Конюх Ефим зло пошутил:
– Бойкостью ты, парень, не в отца. Тот, бывало, завсегда во всем первый… Ну, коли проспал, запрягай быка.
И Мишка, чуть не плача от стыда, выехал с конюшни на проклятой животине. Возле кузницы он услышал знакомый-знакомый перепляс кованых копыт. Взметнувшимся ветром у него едва не сорвало с головы шапку, на сани дождем посыпались ошметки наледи. Мимо, весь залитый лунным светом, пролетел Партизан. На санях, натянув вожжи, дугой выгибалась Дунярка.
– Что, Мишка, всхрапнул часок-другой? – насмешливо крикнула она, оборачиваясь. – А я уж за вторым еду.
Мишка хотел крикнуть что-нибудь донельзя обидное, но от Партизана уже и след простыл… Так вот кто опять перескочил ему дорогу! Из-за этой язвы у Мишки вся жизнь шиворот-навыворот. Какого стыда он натерпелся на днях! "У Пряслина рост с телушку, а сознательности на полушку"… Ну и прокатили, не приняли в комсомол… У нее и отец такой.
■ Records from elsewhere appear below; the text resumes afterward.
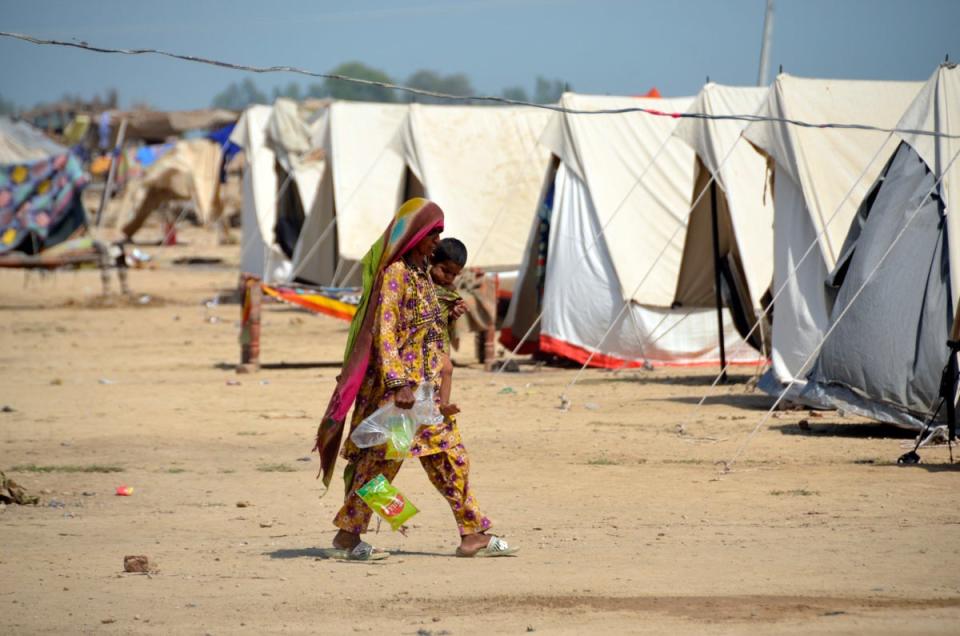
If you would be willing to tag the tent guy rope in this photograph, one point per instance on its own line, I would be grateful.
(80, 44)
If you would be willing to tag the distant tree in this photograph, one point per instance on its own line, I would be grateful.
(516, 93)
(7, 107)
(317, 90)
(238, 96)
(548, 91)
(292, 90)
(457, 84)
(340, 89)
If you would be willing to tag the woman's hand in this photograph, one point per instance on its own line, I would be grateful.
(404, 398)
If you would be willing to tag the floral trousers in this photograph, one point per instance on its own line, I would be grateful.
(448, 471)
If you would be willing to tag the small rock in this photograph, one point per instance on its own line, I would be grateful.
(136, 563)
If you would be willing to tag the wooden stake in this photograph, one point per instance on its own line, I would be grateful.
(250, 324)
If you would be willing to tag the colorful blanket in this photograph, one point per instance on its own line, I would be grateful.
(335, 302)
(35, 197)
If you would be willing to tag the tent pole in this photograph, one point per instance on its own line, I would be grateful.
(250, 324)
(716, 278)
(114, 157)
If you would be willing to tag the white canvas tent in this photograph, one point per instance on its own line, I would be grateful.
(361, 188)
(627, 175)
(744, 205)
(21, 143)
(484, 166)
(481, 164)
(280, 180)
(819, 174)
(896, 279)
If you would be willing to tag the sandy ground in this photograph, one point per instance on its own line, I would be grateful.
(624, 525)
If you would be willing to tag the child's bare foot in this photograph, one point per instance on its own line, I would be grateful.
(448, 410)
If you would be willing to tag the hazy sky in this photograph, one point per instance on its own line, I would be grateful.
(597, 46)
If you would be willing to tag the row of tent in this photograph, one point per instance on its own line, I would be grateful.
(620, 225)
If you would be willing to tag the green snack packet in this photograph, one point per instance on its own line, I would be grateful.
(384, 499)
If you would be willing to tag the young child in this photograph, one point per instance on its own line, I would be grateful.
(447, 263)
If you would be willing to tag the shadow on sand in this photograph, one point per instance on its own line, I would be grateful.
(638, 376)
(281, 366)
(747, 401)
(854, 430)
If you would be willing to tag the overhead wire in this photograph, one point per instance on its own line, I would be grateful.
(83, 45)
(727, 465)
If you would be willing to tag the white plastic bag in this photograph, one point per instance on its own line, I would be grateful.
(396, 427)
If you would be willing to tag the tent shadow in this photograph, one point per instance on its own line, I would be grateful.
(853, 430)
(280, 366)
(325, 553)
(639, 376)
(746, 401)
(934, 468)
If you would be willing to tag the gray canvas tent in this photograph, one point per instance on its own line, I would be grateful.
(895, 282)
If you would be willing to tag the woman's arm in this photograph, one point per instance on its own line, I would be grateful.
(394, 375)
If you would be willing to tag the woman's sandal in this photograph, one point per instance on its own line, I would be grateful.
(496, 547)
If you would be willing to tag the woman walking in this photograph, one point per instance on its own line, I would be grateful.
(395, 344)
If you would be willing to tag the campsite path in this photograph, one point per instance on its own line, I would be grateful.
(624, 525)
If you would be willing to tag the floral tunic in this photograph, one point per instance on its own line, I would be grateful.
(408, 346)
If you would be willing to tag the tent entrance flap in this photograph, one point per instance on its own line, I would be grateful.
(884, 358)
(696, 285)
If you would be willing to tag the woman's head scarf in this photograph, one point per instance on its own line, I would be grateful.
(411, 224)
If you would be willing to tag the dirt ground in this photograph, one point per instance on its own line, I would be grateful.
(624, 524)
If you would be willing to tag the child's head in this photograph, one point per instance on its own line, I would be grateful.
(448, 261)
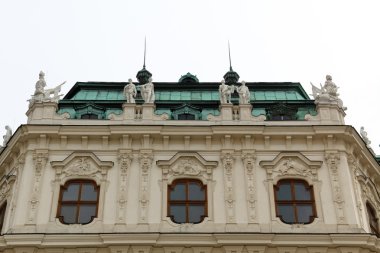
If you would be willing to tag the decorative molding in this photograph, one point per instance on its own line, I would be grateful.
(227, 158)
(40, 158)
(145, 159)
(125, 159)
(84, 165)
(186, 164)
(292, 164)
(333, 159)
(249, 159)
(353, 164)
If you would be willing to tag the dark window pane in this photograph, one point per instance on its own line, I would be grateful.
(284, 192)
(86, 213)
(301, 192)
(287, 213)
(196, 192)
(196, 213)
(2, 215)
(186, 116)
(71, 193)
(89, 192)
(304, 213)
(178, 212)
(69, 214)
(179, 192)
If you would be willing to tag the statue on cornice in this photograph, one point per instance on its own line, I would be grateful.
(45, 95)
(244, 94)
(7, 136)
(130, 92)
(327, 93)
(364, 135)
(147, 92)
(225, 92)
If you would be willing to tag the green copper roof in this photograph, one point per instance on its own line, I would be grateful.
(278, 101)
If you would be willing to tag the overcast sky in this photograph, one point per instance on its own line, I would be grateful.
(89, 40)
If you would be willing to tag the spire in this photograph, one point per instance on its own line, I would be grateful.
(143, 75)
(231, 77)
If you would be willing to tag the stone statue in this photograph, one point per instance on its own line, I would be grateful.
(42, 95)
(7, 136)
(364, 134)
(130, 92)
(327, 93)
(225, 92)
(244, 94)
(147, 92)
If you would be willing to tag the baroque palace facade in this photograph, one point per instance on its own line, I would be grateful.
(188, 167)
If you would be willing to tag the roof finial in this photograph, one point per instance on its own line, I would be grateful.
(229, 54)
(144, 52)
(231, 77)
(144, 75)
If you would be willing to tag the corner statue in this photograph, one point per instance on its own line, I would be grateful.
(42, 95)
(130, 92)
(327, 93)
(225, 92)
(244, 94)
(147, 92)
(7, 136)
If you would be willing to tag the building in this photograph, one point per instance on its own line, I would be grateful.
(188, 167)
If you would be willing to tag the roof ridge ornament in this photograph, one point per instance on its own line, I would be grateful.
(143, 75)
(231, 77)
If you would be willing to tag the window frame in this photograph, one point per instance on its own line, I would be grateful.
(295, 202)
(187, 202)
(371, 213)
(78, 202)
(3, 210)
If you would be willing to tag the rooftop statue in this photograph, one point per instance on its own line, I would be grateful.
(130, 92)
(327, 93)
(7, 136)
(364, 134)
(225, 92)
(147, 92)
(244, 94)
(45, 95)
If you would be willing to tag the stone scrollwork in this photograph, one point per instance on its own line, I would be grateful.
(333, 160)
(187, 165)
(40, 158)
(146, 159)
(291, 164)
(84, 165)
(228, 159)
(125, 160)
(249, 159)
Бывало, идет Мишка с ребятами, а тот сидит под окошком, зубы скалит: "Зятек, приворачивай на чаек". Так и прилип этот «зятек», как репей к шелудивому барану. Ладно, хоть черта зубастого на войну утяпали, а то бы житья от него не было…
У скотного двора народу и лошадей сбилось как на ярмарке. Шум, смех, лязганье вил, смачное шлепанье навоза. Кто-то светил лучиной. Мишка еще издали увидел Партизана. Среди низкорослых брюхатых лошаденок он возвышался как лебедь – белый, с гордо выгнутой гривастой шеей.
Мишка пристроил быка в очередь и, кляня все на свете, стал проталкиваться к саням, на которые наваливали навоз. Дунярка и тут командовала. Как же, выхвалялась! Придерживая за узду жеребца, нетерпеливо перебиравшего ногами, она покрикивала:
– Наваливайте скорей! Это вам не бык столетней давности.
– Как же ты оплошал, Михаил? – спросила его Анфиса. – Дунярка, отдай ему Партизана. Где тебе с таким зверем управиться!
– Как бы не так, – ухмыльнулась Дунярка.